[ovirt-users] Re: oVirt Performance (Horrific)

Karli Sjöberg Thu, 14 Mar 2019 06:13:38 -0700

On 2019-03-13 05:20, Drew Rash wrote:
> Pictures and speeds are the latest. Which seems to be the best
> performance we've ever gotten so far. Still seems like the hardware is
> sitting idling by not doing much after an initial burst.
>
> Took a picture of a file copy using the latest setup. You can see it
> transfer like 25% of a 7gig file at some where around 1GBps or 600MBps
> ish (it disappears quickly) down to 40MBps
> The left vm "MikeWin10:1" is freeNAS'd and achieves much higher highs.
> Still crawls down to the lows and has pause and weird stuff.  
> The right vm "MikeWin10_Drew:1" is a gluster fs mount. We tried nfs
> and decided to try gluster again but with a "negative-timeout=1"
> option set...appears to have made it faster by 4x.
> *https://imgur.com/a/R2w6IcO*
>
> *4 Boxes:*
> (2)Two are c9x299-PG300F super micro boards with 14c (28thread) i9's 
> 128GB 3200MHz Ram
> (1)FreeNAS is our weakest of all 4 boxes - 6 core, 64GB ram i7 extreme
> version.

Heyo!

Not that the thread is about ZFS, but I find this "stop and go" behavior
interesting.

FreeNAS is a excellent NAS platform, I mean, it's in the name, right? ;)
However, the ZFS filesystem and how you configure the system does impact
performance. First of all, how have you configured the drives in the
zpool? RAIDZ is not recommended for virtualization, just because it's
random IOPS performance are set to 1 HDD/vdev. If we assume a SATA drive
has 150 random IOPS and you create a 8 x 6 TB RAIDZ2 vdev, that entire
pool only have 150 random IOPS total. Can you do a "zpool status" and
post the output?

Second, it's worth mentioning that block sizes still matter. Most drives
still lie to the OS that they are 512 byte sectors while really being
4k, just so that older OS'es don't freak out because they don't know
drives can have any else than 512. I don't know if FreeNAS solves this
issue for you but it's something I always take care of, either by
"sysctl vfs.zfs.min_auto_ashift=12" or trick ZFS into thinking the
drives are true 4k disks with "gnop". A way to check is "zdb | grep
ashift"; it should be 12. If 9, you may have worse performance than you
should have, but not way worse. Still... Then there's alignment that I
also think that FreeNAS takes care of, probably... Most systems place
the partition start at 1 MiB which makes it OK for any disk regardless.
Your disks should be called "adaX", run "camcontrol devlist" to get a
list of all of them, then pick one disk to check the partitioning on
with "gpart show adaX". The "freebsd-zfs" partition should start at
something evenly divisible by 4096 (4k). Most of the time they're at
2048, because 512*2048=1048576(1MiB) and that divided by 4k is
(1048576/4096=256), which is a beautifully even number.

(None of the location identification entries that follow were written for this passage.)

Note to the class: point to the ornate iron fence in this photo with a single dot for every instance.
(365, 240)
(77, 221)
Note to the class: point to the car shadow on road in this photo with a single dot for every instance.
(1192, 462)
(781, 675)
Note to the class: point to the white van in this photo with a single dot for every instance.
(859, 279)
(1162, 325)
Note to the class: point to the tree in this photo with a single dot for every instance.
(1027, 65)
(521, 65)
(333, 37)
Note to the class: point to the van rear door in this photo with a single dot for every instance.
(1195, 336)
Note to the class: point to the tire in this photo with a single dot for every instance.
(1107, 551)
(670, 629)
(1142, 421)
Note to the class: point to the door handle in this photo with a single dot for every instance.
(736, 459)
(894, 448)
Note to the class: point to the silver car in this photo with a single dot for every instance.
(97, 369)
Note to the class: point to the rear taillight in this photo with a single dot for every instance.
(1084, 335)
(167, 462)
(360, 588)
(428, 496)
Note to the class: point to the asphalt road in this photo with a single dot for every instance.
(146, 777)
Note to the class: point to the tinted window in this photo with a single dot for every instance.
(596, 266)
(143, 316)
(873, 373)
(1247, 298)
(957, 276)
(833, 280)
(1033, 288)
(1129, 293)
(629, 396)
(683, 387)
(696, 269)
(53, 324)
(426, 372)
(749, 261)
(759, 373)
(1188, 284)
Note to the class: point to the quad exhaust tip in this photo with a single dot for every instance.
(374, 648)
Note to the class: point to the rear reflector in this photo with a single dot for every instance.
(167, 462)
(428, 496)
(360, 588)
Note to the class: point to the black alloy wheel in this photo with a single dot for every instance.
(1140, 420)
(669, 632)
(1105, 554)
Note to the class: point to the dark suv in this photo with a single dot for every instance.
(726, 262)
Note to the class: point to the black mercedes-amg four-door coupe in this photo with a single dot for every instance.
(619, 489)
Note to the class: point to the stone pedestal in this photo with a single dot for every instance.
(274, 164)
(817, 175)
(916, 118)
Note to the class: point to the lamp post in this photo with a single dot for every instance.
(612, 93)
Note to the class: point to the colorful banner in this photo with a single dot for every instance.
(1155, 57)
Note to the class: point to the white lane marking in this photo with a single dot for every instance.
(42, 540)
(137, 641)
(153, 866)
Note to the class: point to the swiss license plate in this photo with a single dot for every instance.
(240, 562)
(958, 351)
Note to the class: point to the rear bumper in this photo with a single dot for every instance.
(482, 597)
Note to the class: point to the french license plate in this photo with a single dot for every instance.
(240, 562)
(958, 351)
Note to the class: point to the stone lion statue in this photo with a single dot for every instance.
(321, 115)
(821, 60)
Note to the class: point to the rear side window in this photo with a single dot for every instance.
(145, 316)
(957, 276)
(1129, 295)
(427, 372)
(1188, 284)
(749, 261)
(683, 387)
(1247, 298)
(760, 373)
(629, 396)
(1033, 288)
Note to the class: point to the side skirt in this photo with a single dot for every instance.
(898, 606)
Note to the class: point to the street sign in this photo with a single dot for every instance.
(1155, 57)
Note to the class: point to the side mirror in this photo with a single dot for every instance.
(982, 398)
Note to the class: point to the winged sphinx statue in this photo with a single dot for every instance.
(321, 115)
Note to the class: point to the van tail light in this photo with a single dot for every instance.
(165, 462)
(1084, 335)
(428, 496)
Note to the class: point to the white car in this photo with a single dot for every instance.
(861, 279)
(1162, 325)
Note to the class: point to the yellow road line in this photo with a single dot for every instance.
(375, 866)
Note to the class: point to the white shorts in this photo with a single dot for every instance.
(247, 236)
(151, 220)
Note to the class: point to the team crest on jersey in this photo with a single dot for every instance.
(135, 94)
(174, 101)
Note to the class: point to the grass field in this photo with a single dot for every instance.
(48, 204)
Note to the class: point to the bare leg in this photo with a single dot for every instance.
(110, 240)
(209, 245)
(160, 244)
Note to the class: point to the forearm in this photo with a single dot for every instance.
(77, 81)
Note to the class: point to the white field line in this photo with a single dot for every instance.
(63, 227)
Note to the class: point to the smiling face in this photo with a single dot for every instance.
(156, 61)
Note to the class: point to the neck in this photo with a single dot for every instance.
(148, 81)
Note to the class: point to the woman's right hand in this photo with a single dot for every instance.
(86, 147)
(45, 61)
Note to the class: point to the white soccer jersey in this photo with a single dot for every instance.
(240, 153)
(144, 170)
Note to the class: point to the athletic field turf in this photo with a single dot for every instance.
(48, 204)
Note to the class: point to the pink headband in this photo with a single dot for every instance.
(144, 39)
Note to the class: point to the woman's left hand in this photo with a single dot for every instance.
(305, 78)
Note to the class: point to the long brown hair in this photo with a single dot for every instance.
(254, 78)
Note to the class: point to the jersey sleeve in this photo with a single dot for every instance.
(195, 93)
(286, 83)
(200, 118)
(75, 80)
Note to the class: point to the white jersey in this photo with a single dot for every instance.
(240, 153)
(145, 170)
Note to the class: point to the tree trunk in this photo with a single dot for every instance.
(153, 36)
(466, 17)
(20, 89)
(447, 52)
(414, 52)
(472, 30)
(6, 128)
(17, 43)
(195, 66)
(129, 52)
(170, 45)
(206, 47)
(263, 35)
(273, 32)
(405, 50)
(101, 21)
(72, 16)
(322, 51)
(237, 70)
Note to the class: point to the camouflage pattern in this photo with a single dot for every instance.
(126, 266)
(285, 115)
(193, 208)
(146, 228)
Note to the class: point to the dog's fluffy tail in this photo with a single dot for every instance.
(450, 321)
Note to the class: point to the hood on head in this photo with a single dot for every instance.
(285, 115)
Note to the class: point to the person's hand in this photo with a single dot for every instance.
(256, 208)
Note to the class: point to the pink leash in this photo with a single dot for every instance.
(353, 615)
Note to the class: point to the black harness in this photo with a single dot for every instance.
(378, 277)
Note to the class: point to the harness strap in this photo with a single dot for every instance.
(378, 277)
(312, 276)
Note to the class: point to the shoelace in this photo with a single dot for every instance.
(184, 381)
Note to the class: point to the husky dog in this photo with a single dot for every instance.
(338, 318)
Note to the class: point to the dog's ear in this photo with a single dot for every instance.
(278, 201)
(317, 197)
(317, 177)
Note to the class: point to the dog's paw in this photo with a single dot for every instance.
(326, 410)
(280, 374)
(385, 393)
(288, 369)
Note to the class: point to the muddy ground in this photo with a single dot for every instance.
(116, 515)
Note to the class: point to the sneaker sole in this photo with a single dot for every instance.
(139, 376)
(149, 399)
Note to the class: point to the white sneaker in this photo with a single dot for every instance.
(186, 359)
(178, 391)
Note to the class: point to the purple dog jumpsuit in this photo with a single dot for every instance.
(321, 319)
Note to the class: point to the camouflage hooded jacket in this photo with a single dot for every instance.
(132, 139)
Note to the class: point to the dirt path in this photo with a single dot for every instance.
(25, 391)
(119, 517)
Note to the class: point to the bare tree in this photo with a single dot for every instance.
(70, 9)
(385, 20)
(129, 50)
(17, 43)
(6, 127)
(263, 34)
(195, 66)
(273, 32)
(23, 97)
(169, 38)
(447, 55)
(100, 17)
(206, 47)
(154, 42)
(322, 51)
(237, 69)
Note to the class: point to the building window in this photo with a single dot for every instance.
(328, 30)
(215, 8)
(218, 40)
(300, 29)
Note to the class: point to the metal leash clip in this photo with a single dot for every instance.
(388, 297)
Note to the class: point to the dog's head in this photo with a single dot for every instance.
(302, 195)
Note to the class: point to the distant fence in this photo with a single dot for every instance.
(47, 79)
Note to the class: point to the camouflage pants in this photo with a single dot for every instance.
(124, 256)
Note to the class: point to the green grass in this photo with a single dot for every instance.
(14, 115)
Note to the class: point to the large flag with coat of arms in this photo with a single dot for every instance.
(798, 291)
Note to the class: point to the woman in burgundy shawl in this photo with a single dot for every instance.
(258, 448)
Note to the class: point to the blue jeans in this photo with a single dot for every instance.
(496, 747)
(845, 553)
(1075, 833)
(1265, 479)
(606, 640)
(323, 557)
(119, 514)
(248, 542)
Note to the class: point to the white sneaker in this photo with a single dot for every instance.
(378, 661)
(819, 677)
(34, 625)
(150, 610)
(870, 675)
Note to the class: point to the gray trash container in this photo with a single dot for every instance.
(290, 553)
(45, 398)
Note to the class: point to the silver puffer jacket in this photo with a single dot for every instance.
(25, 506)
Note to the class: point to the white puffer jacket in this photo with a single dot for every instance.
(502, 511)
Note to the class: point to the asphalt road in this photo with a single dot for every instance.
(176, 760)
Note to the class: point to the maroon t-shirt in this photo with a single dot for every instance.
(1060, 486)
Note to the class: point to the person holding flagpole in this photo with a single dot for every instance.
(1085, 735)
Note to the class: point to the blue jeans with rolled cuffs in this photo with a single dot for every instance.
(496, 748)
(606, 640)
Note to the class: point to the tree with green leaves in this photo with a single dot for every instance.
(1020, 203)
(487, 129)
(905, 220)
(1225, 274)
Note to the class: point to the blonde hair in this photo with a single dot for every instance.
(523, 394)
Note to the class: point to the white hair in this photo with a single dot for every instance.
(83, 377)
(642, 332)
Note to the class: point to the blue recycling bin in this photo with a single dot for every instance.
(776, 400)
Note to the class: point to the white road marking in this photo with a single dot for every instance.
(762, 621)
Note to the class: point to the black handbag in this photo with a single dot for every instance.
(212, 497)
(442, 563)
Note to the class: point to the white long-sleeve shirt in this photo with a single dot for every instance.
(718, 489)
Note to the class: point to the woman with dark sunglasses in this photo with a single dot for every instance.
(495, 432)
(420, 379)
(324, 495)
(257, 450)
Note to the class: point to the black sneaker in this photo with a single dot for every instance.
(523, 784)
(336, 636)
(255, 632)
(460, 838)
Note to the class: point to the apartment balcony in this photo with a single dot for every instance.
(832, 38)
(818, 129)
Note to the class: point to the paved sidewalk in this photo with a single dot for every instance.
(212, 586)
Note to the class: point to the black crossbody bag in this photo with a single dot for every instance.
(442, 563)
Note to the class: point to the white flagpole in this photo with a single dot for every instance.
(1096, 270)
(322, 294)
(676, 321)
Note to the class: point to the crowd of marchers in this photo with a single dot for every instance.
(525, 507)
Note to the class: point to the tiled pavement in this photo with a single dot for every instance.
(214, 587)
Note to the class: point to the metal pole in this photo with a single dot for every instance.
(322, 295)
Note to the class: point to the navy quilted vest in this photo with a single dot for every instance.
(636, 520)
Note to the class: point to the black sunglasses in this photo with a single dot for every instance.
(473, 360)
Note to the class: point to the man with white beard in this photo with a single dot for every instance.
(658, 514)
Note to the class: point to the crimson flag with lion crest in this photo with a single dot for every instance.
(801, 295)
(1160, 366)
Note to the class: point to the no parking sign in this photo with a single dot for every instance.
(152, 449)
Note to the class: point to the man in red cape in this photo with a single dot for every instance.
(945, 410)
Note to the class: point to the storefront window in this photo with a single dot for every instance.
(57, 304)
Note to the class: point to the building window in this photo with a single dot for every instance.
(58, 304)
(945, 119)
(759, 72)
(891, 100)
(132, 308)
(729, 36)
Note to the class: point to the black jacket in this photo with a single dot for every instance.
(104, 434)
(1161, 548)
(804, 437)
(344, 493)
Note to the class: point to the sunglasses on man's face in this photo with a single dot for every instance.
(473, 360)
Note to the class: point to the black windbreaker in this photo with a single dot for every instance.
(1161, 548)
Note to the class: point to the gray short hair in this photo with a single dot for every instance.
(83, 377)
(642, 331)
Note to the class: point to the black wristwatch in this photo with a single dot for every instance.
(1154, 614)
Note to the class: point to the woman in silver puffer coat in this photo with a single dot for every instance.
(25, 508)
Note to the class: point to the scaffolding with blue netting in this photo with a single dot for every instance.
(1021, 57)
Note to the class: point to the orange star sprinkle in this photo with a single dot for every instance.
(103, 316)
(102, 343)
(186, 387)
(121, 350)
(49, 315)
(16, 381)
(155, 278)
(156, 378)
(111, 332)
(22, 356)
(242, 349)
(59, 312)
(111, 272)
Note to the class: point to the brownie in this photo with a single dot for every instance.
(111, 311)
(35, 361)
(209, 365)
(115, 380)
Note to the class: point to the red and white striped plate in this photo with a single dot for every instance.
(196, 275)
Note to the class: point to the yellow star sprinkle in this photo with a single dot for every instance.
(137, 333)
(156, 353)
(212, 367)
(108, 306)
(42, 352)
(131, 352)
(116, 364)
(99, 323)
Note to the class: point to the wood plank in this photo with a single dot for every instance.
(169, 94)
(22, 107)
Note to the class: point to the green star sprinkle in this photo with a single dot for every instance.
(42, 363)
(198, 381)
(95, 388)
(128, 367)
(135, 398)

Third and maybe most important, ZFS _does_ listen to "sync" calls, which
is about everything over iSCSI (with ctld) or NFS. That means, since
your hosts are connecting to it over one of the two, for _every_ write,
the NAS stops and waits for it to be actually written safely to disk
before doing another write, it's sooo slow (but super awesome, because
it saves you from data corruption). What you do with ZFS to mitigate
that is to add a so called SLOG (separate log) disk, typically a
hella-fast SSD or NVME that only does that and nothing else, so that the
fast disk takes all the random, small writes and turns them into big
streaming writes that the HDD's can take. You can partition just a bit
of an SSD and use that as a SLOG, typically not more than the bandwidth
you could maximally take, times the interval between write flushes in
ZFS, which is 5 secs. So 10Gb/s is about 1,25 GB/s, tops- and you have
two of those. 2,5GB*5 = 12.5GB. Which means 14GB should definitely cover it.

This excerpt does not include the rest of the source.